南相馬市の伝統行事、「相馬野馬追」をご存じでしょうか。
年に一度、10万人以上の観衆が押し寄せるこの祭りは、伝説によれば平将門までさかのぼるといい、国の重要無形民俗文化財に指定されています。今年も7月26日から3日間にわたって開催され、大盛況を迎えた野馬追を、運よくゲンロンが取材する機会がありました。この文章は野馬追を中心にした取材小旅行のレポートです。
この取材企画は、ゲンロンカフェで7月5日から8月9日まで開催した原町無線塔展からつながって生まれました。この展示ではかつて南相馬市原町にあった原町無線塔に注目し、関東大震災に際していちはやく情報を海外に伝え、重要な役割を果たした原町無線塔にまつわる資料を集めました。このとき情報提供など多大なご協力をいただいたのが、あとで野馬追取材のきっかけをくださった二上英朗さんです。二上さんは合併前の原町市で生まれ、南相馬市の郷土史を在野で長年研究されてきた方で、『原町無線塔物語』など多数の著書があります。無線塔展開催にあたっては、オープニングとして7月5日にゲンロンカフェのイベントにもご登壇いただきました。
展示開始後のある日、二上さんからFacebookメッセージで、野馬追のお誘いが届きました。ほかでもない二上さんにご案内いただけるなら、と二つ返事で同行をお願いし、取材実現が決まりました。
取材に行った大脇は、震災後浜通りに入るのはこれが初めてです。二上さんは不案内な大脇を先導して、野馬追についての詳しい解説とともに、近隣の見どころを教えてくださいました。おかげさまで南相馬市の歴史と文化について学ぶところの多い取材になりましたので、野馬追の様子に加えて、二上さんお勧めの場所をいくつか紹介します。
1日目
出発は26日早朝。東北新幹線を福島で降り、原町行きのバスに乗り換えます。バスの窓からは、途中通過する飯舘村を含め、そこかしこに除染作業中の立札やのぼり旗、除去された土を詰めた黒い袋などが見えます。

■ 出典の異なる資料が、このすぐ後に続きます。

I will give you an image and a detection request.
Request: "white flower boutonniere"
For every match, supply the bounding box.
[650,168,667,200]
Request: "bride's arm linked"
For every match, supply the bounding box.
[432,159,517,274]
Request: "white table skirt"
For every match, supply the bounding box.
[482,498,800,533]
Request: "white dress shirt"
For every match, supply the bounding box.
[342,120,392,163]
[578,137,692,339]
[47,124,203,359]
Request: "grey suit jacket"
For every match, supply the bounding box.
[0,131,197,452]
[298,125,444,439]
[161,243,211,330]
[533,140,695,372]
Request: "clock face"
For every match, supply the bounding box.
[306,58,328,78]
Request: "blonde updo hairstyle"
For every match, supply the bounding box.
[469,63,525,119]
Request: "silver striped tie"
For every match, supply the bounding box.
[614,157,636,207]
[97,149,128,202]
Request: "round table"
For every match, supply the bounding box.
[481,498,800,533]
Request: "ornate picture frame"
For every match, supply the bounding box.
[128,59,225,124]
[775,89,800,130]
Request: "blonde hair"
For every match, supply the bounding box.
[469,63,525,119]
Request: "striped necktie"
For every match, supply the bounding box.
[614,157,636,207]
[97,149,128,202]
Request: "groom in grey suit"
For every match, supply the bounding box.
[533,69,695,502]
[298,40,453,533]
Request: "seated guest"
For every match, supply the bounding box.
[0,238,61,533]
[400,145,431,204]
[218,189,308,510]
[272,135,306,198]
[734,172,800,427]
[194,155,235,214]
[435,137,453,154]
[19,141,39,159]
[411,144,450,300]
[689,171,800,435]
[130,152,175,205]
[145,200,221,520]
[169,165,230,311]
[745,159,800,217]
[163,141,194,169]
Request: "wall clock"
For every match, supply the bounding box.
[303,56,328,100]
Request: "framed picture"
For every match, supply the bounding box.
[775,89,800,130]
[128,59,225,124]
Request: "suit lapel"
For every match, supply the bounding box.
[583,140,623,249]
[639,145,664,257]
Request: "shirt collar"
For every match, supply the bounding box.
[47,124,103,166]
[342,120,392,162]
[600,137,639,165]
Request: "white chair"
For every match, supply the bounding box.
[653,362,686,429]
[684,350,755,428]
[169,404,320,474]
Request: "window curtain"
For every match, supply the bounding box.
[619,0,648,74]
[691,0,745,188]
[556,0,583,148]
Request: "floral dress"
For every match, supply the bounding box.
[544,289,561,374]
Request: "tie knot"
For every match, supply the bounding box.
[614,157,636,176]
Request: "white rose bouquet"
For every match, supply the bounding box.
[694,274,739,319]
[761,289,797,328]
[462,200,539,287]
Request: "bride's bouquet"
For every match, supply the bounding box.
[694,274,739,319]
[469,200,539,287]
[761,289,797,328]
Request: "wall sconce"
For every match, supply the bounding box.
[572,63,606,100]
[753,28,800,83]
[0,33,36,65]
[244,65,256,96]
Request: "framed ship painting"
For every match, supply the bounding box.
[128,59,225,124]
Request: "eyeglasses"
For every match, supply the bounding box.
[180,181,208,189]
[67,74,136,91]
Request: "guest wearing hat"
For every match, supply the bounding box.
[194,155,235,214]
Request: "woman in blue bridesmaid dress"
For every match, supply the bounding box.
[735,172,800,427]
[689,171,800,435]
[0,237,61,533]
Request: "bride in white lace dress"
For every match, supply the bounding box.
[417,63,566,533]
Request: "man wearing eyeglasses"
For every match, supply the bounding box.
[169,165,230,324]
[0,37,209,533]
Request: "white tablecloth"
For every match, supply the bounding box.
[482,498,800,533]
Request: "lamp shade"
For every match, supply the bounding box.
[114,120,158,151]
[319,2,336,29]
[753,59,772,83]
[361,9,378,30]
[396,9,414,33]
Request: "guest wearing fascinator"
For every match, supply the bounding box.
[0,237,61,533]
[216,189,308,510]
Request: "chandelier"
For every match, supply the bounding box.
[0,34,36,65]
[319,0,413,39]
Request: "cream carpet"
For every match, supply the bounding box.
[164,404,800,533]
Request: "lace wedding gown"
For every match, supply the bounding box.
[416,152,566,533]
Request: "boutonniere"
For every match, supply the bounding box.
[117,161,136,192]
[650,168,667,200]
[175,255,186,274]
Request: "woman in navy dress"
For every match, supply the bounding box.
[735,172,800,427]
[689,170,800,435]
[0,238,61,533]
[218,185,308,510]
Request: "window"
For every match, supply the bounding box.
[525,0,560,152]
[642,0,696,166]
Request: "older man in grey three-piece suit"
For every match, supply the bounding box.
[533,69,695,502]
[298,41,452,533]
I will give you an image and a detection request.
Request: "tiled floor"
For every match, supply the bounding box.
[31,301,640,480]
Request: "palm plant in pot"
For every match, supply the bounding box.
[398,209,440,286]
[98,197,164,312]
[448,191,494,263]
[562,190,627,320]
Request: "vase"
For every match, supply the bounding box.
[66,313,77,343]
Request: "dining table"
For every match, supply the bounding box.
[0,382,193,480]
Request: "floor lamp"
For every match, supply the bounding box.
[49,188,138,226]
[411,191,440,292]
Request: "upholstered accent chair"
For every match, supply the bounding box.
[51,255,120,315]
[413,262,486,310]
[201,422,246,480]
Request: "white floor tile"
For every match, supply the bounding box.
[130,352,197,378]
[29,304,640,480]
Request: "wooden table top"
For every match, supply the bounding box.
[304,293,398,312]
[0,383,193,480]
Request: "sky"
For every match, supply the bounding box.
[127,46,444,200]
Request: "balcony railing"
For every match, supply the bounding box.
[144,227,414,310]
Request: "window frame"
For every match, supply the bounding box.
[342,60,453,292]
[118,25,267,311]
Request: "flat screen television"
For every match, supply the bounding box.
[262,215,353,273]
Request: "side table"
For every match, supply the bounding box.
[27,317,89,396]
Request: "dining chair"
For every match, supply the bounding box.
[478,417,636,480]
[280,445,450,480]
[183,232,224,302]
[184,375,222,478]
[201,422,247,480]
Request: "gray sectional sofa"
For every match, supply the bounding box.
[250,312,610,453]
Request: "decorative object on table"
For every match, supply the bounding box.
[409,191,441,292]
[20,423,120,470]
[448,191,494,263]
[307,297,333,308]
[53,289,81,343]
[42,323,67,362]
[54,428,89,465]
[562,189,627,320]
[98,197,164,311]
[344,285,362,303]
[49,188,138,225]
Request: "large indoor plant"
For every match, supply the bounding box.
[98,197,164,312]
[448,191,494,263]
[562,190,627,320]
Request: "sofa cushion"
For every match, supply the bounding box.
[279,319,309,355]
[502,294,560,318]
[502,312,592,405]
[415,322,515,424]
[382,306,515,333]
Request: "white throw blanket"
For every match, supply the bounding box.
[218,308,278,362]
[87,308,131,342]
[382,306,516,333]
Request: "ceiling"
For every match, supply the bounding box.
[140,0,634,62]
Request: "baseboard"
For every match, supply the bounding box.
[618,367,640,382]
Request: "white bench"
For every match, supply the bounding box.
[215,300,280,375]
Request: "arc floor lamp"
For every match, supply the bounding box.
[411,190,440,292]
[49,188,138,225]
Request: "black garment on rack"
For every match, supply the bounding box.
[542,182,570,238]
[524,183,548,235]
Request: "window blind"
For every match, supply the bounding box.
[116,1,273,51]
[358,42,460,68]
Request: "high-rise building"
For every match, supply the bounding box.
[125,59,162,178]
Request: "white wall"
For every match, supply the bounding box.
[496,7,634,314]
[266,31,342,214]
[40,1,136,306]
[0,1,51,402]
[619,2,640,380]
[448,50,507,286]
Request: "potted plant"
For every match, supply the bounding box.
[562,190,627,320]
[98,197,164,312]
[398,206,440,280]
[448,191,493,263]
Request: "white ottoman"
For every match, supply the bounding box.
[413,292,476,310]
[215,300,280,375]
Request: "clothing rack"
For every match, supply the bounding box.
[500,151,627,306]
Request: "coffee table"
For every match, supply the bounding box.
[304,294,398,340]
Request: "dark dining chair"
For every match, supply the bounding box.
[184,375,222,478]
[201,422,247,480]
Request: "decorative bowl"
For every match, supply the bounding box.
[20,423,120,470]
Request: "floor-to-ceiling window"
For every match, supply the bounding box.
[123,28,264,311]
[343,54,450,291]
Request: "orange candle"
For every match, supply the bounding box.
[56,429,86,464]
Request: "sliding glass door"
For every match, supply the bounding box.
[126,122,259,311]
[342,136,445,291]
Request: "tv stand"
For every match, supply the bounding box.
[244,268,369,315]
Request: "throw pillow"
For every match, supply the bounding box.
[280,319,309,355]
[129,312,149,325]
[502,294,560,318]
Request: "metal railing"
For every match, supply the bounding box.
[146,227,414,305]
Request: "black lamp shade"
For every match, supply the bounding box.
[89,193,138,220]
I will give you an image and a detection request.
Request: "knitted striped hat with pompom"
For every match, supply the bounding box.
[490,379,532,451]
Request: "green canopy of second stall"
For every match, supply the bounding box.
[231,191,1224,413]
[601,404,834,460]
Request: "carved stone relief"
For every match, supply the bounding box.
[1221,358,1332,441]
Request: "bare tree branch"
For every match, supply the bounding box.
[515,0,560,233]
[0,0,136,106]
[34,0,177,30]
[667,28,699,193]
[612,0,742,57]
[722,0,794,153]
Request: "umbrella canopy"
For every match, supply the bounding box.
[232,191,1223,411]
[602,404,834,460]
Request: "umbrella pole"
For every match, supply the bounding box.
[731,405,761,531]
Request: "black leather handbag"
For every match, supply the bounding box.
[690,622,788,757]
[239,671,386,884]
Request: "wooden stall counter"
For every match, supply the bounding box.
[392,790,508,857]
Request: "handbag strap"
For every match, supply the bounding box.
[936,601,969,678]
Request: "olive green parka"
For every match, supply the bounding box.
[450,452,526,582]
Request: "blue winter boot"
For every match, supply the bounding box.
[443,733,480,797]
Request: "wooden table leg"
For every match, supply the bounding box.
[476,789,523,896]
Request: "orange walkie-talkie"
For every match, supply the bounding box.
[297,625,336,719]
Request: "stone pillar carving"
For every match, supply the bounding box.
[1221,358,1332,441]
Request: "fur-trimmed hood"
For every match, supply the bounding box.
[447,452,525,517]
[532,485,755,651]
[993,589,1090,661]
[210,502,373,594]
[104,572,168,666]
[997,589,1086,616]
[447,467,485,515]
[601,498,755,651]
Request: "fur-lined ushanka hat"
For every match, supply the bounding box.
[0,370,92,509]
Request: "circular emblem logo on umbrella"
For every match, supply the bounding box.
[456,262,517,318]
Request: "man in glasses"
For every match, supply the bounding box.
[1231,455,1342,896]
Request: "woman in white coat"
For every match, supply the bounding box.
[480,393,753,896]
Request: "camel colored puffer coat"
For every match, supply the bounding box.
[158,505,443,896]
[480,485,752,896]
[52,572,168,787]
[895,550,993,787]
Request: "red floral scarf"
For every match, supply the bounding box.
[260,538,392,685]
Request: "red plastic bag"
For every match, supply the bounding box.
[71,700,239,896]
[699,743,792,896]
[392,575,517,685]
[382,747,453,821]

バスの車体にも描かれているとおり、野馬追は南相馬市のアイデンティティの重要な部分をなしています。ここで野馬追とは何かを簡単にご説明しましょう。野馬追は毎年7月末、北は相馬市から南は双葉郡までにまたがる広い地域が一体となって開催する行事です。成立当初は、その名のとおり野原に裸馬を放ち、小高神社[★1]の境内に追い込んで素手で捕らえるというものでした。この神事はいまでも「野馬懸」と呼ばれてその形を残し、一連の行事の最後に行われます。現在の行事の多くは明治時代以降に工夫されたもので、武士の甲冑をまとい、馬にまたがった武者の隊列が御神輿を雲雀ヶ原の本陣に運ぶ「お行列」、騎馬武者が競走する「甲冑競馬」、さらに「神旗争奪戦」などの部分から成っています。この取材では最も人気が高い「神旗争奪戦」までを見学しました。
さて、原町駅前に無事到着した大脇は、二上さんが運転する車に拾ってもらいました。「このあいだは面白かったね」と饒舌に話しはじめる二上さんから、野馬追の全体進行、見どころなどについて簡単な説明がありました。野馬追見学は午後の鹿島区からと決めて、先に近くのみちのく鹿島球場へ。ここは震災当時、市が指定する集落避難場所だったため、近くにいた人たちが集まってきたのですが、そこに津波が到達し、丸いグラウンドのなかで渦を巻いて、逃げ場を失った犠牲者を飲み込みました。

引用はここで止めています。